< Psalmen 61 >
1 Een psalm van David, voor den opperzangmeester, op de Neginoth. O God! hoor mijn geschrei, merk op mijn gebed.
(Til sangmesteren. Til strengespil. Af David.) Hør, o Gud, på mit råb og lyt til min bøn!
2 Van het einde des lands roep ik tot U als mijn hart overstelpt is; leid mij op een rotssteen, die mij te hoog zou zijn.
Fra Jordens Ende råber jeg til dig. Når mit Hjerte vansmægter, løft mig da op på en Klippe,
3 Want Gij zijt mij een Toevlucht geweest, een sterke Toren voor den vijand.
led mig, thi du er min Tilflugt, et mægtigt Tårn til Værn imod Fjenden.
4 Ik zal in Uw hut verkeren in eeuwigheden; ik zal mijn toevlucht nemen in het verborgene Uwer vleugelen. (Sela)

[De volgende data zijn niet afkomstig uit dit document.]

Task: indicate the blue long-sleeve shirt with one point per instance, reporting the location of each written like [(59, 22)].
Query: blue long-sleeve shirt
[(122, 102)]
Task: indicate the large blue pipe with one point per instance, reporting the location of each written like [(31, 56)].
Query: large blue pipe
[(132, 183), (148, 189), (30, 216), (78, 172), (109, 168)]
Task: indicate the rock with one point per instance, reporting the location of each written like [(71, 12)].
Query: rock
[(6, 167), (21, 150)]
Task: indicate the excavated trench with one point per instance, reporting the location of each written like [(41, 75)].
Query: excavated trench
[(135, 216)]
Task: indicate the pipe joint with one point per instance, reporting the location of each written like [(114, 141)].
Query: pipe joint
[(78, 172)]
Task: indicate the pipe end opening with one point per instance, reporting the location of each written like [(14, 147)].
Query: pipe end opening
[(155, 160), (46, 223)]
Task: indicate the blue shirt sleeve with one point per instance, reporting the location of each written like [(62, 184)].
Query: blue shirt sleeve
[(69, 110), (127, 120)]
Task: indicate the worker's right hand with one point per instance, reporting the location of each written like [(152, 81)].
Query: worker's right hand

Lad mig evigt bo som Gæst i dit Telt, finde Tilflugt i dine Vingers Skjul! (Sela)
5 Want Gij, o God! hebt gehoord naar mijn geloften; Gij hebt mij gegeven de erfenis dergenen, die Uw Naam vrezen.
Ja du, o Gud, har hørt mine Løfter, opfyldt deres Ønsker, der frygter dit Navn.
6 Gij zult dagen tot des konings dagen toedoen; zijn jaren zullen zijn als van geslacht tot geslacht;
Til Kongens Dage lægger du Dage, hans År skal være fra Slægt til Slægt.
7 Hij zal eeuwiglijk voor Gods aangezicht zitten; bereid goedertierenheid en waarheid, dat zij hem behoeden.
Han skal trone evigt for Guds Åsyn; send Nåde og Sandhed til at bevare ham!
8 Zo zal ik Uw Naam psalmzingen in eeuwigheid; opdat ik mijn geloften betale, dag bij dag.
Da vil jeg evigt love dit Navn og således Dag efter Dag indfri mine Løfter.